Mille personnes m’ont priée de vous faire des baisemains : M. de Montausier, le maréchal de Bellefonds et mille autres. Monsieur le Dauphin[13] m’a donné un baiser pour vous, je vous l’envoie. Adieu, ma très-chère, il est tard ; je fais de la prose avec une facilité qui vous tue. Je vous embrasse, mon cher Grignan, et vous, ma mignonne, plus de mille fois.


  1. Lettre 159 (revue sur une ancienne copie). — 1. La Champmeslé.
  2. 2. Allusion à la Sestiane des Visionnaires de Desmarets. C’est celle des visionnaires qui est amoureuse de la Comédie. Il faut, dit-elle (acte II, scène iv),

    Que nous parlions aussi touchant la Comédie :
    C’est ma passion…

  3. 3. Mlle de Montallais, qui avait été fille d’honneur de Madame Henriette d’Angleterre. Elle fut très-compromise dans l’affaire de la lettre espagnole, et enfermée à Fontevrault en 1662. Voyez la Notice, p. 148, et Walckenaer, tome II, p. 301, 302.
  4. 4. Voyez la note 3 de la lettre 115.
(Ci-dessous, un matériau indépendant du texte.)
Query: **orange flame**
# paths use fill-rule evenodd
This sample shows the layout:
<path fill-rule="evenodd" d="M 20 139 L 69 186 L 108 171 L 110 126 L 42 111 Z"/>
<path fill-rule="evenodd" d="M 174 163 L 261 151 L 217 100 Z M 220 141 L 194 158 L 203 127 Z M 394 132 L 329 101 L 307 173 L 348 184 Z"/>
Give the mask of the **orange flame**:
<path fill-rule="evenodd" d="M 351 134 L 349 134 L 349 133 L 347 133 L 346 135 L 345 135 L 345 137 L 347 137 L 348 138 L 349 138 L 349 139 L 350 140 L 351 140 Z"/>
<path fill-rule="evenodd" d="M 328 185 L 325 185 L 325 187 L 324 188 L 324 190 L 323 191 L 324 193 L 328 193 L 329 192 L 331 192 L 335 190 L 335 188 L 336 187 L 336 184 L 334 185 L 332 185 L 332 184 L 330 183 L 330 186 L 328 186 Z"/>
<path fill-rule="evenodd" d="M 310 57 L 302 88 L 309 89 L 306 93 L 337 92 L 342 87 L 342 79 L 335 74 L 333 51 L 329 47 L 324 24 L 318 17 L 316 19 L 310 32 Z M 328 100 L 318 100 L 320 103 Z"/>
  5. 5. Cousine de Mme de Sévigné, fille de Mme de la Trousse. Voyez la Notice, p. 159.
  6. 6. À Luxembourg, sans article : c’était ainsi qu’on disait alors. Sauval parle du Luxembourg comme d’une promenade. À cette date, il est possible aussi qu’il s’agisse d’une visite à Mademoiselle, qui était malade : voyez la note 9 de la lettre 155.
  7. 7. L’ancien comte de Saint-Paul : voyez la lettre 139, p. 83.
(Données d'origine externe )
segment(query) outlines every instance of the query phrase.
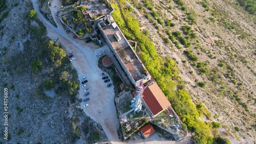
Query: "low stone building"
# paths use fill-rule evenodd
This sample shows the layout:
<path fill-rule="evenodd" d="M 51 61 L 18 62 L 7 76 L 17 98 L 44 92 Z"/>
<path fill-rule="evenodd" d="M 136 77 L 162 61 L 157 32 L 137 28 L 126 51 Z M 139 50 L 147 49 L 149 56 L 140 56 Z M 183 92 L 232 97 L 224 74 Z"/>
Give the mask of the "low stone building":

  8. 8. L’un des beaux-frères de Mme de Grignan, le chevalier de Malte Charles-Philippe Adhémar de Monteil de Grignan, celui qu’on appelait le grand chevalier, le beau chevalier. Il mourut jeune, le 6 février suivant. Voyez la Notice, p. 110, et les lettres du 29 janvier et du 12 février 1672.
  9. 9. Voyez la lettre de l’incendie, tome II, p. 73, note 4. La Gazette raconte que le 19 avril 1671 l’ambassadeur de Venise fut mené en cérémonie à son audience de congé.
  10. 10. Voyez la note 1 de la lettre 157.
  11. 11. Son frère aîné, Henri comte de Matignon. Le fils qu’il venait de perdre était âgé de onze ans.
  12. 12. Le Roi allait visiter la Flandre française et les travaux de Dunkerque. En passant, il s’arrêta à Chantilly.
  13. 13. Le Dauphin avait alors neuf ans et demi.